# Raging Rudolph 12/16 and 12/18



## PeternJim

If I read it right, the Mad TV episode with the much-raved about claymation spoof of the Rudolph the Red-Nosed Reindeer show is going to be playing on Comedy Central on 12/16 at 6PM EST and again on 12/18 at 9AM EST.

Never having seen it, I am really looking forward to it!

Peter


----------



## timr_42

:up:


----------



## windracer

Never even heard of this before, but sounds good, so thanks for the heads-up.

I liked the Rudolph-like animation at the beginning of Denis Leary's "Merry F%&^$ Christmas" special.


----------



## elshagon

I have this on VHS somewhere...will definitely tivo it. It's pretty funny, kind of Sopranos meets Santa.


----------



## Idearat

Great! I need a better copy than the tiny ones I found on the net.


----------



## PJO1966

Unfortunately, it wasn't Raging Rudolph... it was a Rudolph take on Apocalypse Now. I had never seen it, but I didn't like it nearly as much as Raging Rudolph.


----------



## appleye1

PJO1966 said:


> Unfortunately, it wasn't Raging Rudolph... it was a Rudolph take on Apocalypse Now. I had never seen it, but I didn't like it nearly as much as Raging Rudolph.
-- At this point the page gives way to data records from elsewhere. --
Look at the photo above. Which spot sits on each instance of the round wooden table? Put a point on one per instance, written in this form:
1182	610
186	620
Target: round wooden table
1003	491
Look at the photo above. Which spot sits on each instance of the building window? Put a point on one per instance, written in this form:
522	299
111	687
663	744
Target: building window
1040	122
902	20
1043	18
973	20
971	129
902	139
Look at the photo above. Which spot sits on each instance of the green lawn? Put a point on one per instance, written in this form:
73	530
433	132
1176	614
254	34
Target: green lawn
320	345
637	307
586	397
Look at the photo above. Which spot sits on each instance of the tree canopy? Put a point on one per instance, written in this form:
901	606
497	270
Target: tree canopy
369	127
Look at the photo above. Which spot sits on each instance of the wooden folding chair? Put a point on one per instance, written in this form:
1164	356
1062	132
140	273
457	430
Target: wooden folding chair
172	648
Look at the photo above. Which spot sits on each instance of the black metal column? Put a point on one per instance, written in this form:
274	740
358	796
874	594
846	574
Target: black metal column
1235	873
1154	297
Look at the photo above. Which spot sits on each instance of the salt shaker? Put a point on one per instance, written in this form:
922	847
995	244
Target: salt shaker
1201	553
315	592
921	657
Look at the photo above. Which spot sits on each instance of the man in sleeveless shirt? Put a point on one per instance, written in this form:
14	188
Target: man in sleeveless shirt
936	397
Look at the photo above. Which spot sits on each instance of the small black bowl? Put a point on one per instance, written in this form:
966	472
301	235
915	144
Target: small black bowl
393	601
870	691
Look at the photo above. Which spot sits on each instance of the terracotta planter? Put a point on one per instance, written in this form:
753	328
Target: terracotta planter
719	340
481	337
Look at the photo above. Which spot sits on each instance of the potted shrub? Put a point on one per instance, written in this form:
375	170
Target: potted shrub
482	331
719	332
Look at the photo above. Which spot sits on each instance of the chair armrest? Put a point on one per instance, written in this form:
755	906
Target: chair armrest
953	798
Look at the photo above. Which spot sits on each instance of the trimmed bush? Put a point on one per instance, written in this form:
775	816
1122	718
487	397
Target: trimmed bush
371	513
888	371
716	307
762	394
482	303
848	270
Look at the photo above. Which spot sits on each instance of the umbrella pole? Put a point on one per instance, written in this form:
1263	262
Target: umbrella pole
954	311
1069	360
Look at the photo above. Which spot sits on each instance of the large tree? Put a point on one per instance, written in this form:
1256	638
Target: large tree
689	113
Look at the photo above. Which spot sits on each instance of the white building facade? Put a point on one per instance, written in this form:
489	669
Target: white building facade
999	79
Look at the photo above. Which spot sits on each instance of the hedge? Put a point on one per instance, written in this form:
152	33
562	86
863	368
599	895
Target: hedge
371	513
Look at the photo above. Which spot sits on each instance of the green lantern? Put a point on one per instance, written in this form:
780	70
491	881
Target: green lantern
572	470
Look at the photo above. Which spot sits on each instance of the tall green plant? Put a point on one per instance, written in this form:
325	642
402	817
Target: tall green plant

I think I liked it better! The ho-ho-ho-horror!


----------



## PeternJim

Never having seen Raging Rudolph, I can't compare. Phooey. I still want to see it! Oh, well, I will keep looking. That's what the Wishlist is for!

Peter


----------



## appleye1

I have a wishlist for Mad TV that has been picking up a lot of Christmas episodes the past few days. I just watched one that had Rudolph as the "Reinfather". Anybody see that one?

It was hilarious. He was "Don Rudolph". An elf wanted to start his own toy company but the head elf wouldn't let him, so he went to Rudolph for help. Rudolph sent Yukon Cornelius to the head elf's house to "make him an offer he couldn't refuse". Of course the head elf ended up with a polar bear head in his bed the next morning, and then in revenge Yukon got sprayed with machine gun fire.

After that Don Rudolph called a meeting of all the other Dons (Don Comet, Don Cupid, Don Donner, etc. ) to make "peace". And then while Don Rudolph was attending a baptism, all the other Dons began getting offed one by one. One got his head chewed off by the Bumble.

It was great! My wife didn't think it was too funny though. She doesn't like anyone messing with "the classics"!


----------



## corkyq

Wow, it's so great that you all love my work so much! Your appreciation is most appreciated!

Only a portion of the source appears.